Mme du Motteville, qu’il ne faut jamais se lasser d’étudier et de citer quand on veut connaître et établir la vérité, après avoir marqué le motif principal qui fit rechercher Mme de Longueville à La Rochefoucauld, ajoute : « Dans[1] tout ce qu’elle a fait depuis, on a connu clairement que l’ambition n’était pas la seule, qui occupoit son ame, et que les intérêts du prince de Marcillac y tenoient une grande place. Elle devint ambitieuse pour lui, elle cessa d’aimer le repos pour lui, et, pour être sensible à cette affection, elle devint trop insensible à sa propre gloire Les vœux du prince de Marcillac, comme je l’ai dit, ne lui avoient point déplu, et ce seigneur, qui étoit peut-être plus intéressé qu’il n’étoit tendre, voulant s’agrandir par elle, crut lui devoir inspirer le désir de gouverner les princes ses frères… »

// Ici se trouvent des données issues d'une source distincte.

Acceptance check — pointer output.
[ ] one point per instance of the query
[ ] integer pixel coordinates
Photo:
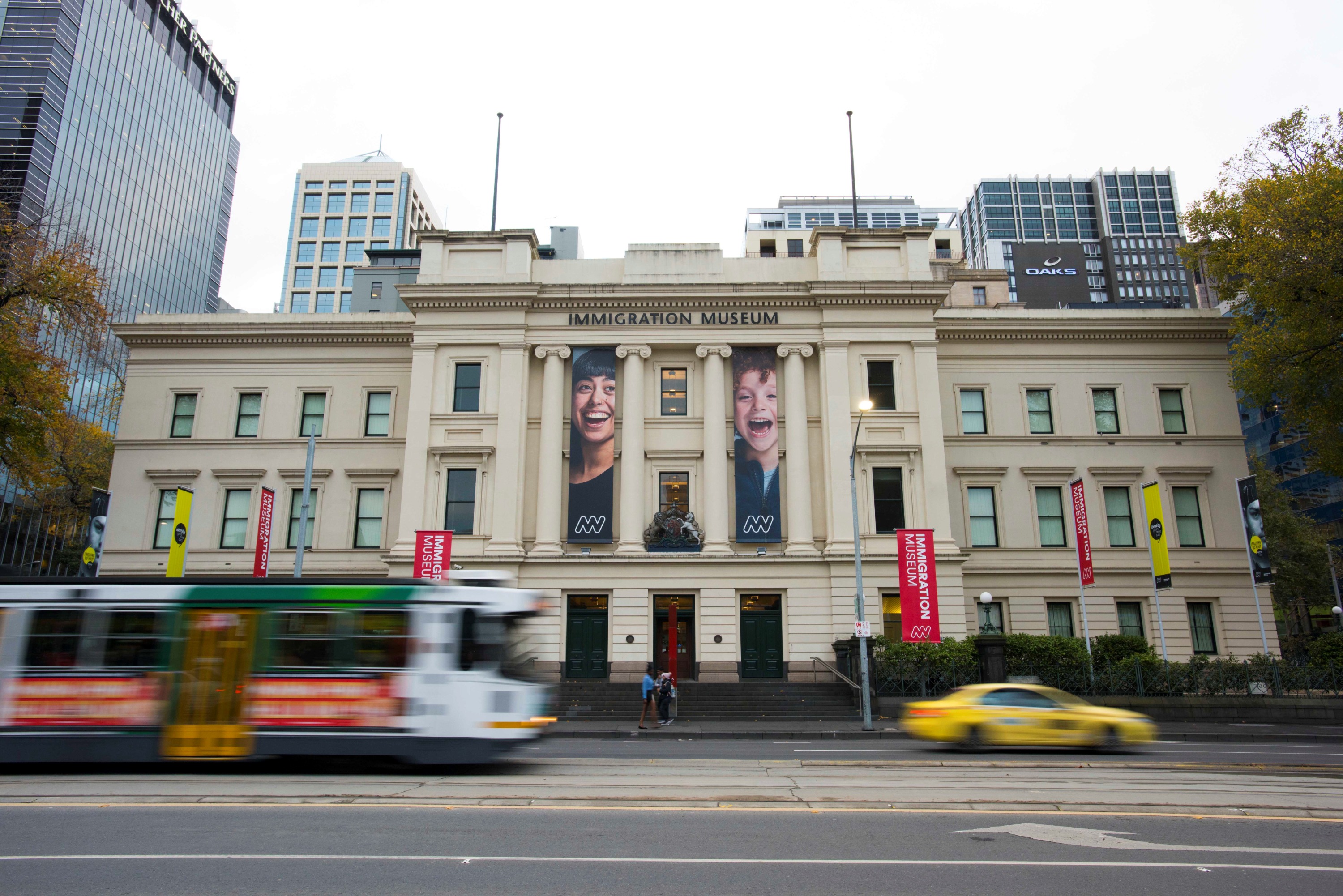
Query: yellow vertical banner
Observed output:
(1157, 535)
(180, 527)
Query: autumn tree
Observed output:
(1271, 238)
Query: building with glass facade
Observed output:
(342, 210)
(116, 124)
(1118, 231)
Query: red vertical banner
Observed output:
(433, 554)
(919, 619)
(1083, 534)
(265, 518)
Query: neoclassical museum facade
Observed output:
(567, 418)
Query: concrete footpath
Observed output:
(890, 730)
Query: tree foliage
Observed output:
(51, 321)
(1272, 235)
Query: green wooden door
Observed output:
(586, 643)
(762, 637)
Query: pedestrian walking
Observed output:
(649, 687)
(667, 691)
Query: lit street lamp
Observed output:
(864, 406)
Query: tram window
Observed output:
(54, 639)
(133, 639)
(483, 640)
(381, 637)
(305, 640)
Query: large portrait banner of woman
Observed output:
(755, 446)
(591, 446)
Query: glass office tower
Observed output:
(116, 123)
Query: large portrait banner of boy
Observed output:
(591, 446)
(755, 446)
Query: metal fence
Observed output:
(1141, 678)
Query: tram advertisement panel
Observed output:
(755, 446)
(591, 445)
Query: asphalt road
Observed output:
(335, 849)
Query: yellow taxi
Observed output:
(1024, 715)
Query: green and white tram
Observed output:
(140, 671)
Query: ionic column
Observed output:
(632, 449)
(715, 451)
(800, 465)
(550, 480)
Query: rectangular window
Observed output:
(1107, 411)
(984, 522)
(54, 639)
(183, 415)
(973, 413)
(379, 417)
(888, 499)
(466, 388)
(1201, 628)
(1173, 411)
(163, 523)
(1130, 619)
(673, 391)
(1189, 523)
(881, 384)
(237, 504)
(461, 502)
(135, 639)
(1049, 508)
(315, 410)
(673, 488)
(992, 617)
(1039, 411)
(296, 506)
(1060, 619)
(1119, 518)
(249, 415)
(368, 519)
(305, 640)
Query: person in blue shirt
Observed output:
(649, 688)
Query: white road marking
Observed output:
(1103, 840)
(659, 860)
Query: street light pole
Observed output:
(860, 612)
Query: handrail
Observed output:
(843, 676)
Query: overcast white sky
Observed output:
(665, 121)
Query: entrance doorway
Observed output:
(684, 632)
(762, 636)
(586, 637)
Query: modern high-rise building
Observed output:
(1110, 238)
(783, 231)
(340, 211)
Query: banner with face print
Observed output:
(591, 445)
(755, 448)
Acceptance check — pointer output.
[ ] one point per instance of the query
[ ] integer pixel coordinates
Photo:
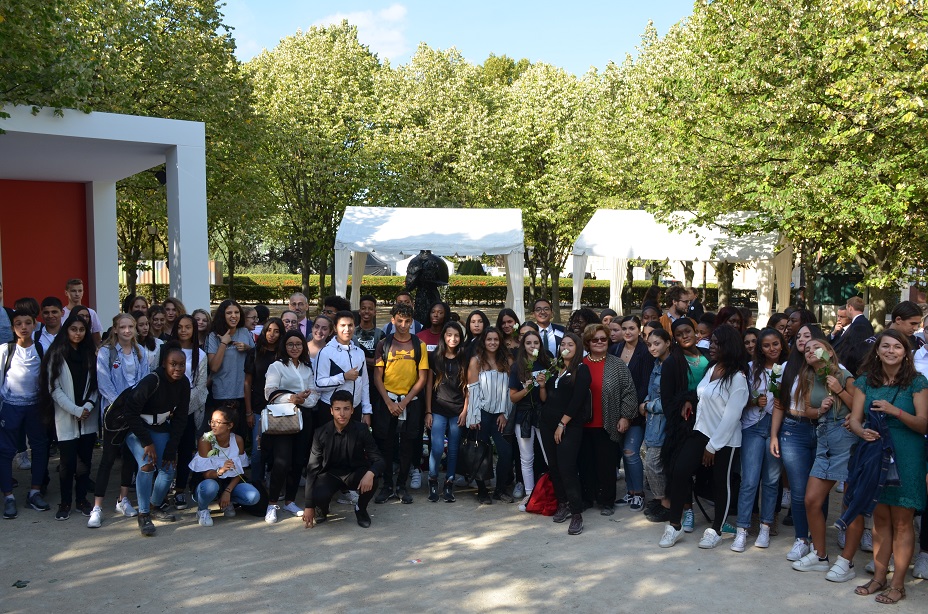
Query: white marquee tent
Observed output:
(622, 235)
(395, 233)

Enfin Retz, qui a parfaitement connu tous les acteurs et toutes les actrices de la Fronde, et qui, sur cette époque, mérite, non pas du tout d’être cru sans réserve, mais d’être sérieusement écouté, termine le plus charmant éloge de Mme de Longueville par ces mots tant de fois répétés et qui contiennent le jugement véridique de la postérité : « Comme sa passion l’obligea de ne mettre la politique qu’en second dans sa conduite, d’héroïne d’un grand parti elle en devint l’aventurière[2]. »

Ou bien il faut renoncer à toute critique historique, ou de ces témoignages accumulés, et que nous aurions pu grossir encore de toute sorte de passages analogues, il faut tirer cette conclusion : 1° qu’avant sa liaison avec La Rochefoucauld, Mme de Longueville resta entièrement étrangère à toute intrigue politique ; qu’elle ne fut occupée que de bel-esprit et de galanterie, se laissant conduire absolument dans tout le reste par son père et par son frère ; 2° que ce n’est pas elle, comme on ne cesse de le répéter, qui jeta La Rochefoucauld dans la Fronde ; que, loin de là, c’est La Rochefoucauld, et La Rochefoucauld seul, qui peu à peu l’y engagea, de dessein prémédité et par intérêt ; 3° que la conduite de Mme de Longueville dans la Fronde doit être rapportée à La Rochefoucauld qui la gouvernait, et que la seule chose qui soit bien à elle est le caractère qu’elle déploya quand l’intrigue devint une tempête, quand il fallut payer de sa personne, jouer son honneur, son repos, sa fortune et sa vie, retenant encore sous la main d’un autre ce qu’elle ne pouvait jamais perdre, la hauteur de l’ame et la brillante énergie de la sœur du grand Condé.

  1. Mémoires t. II, p. 15.
  2. Mémoires, t. Ier, p. 219.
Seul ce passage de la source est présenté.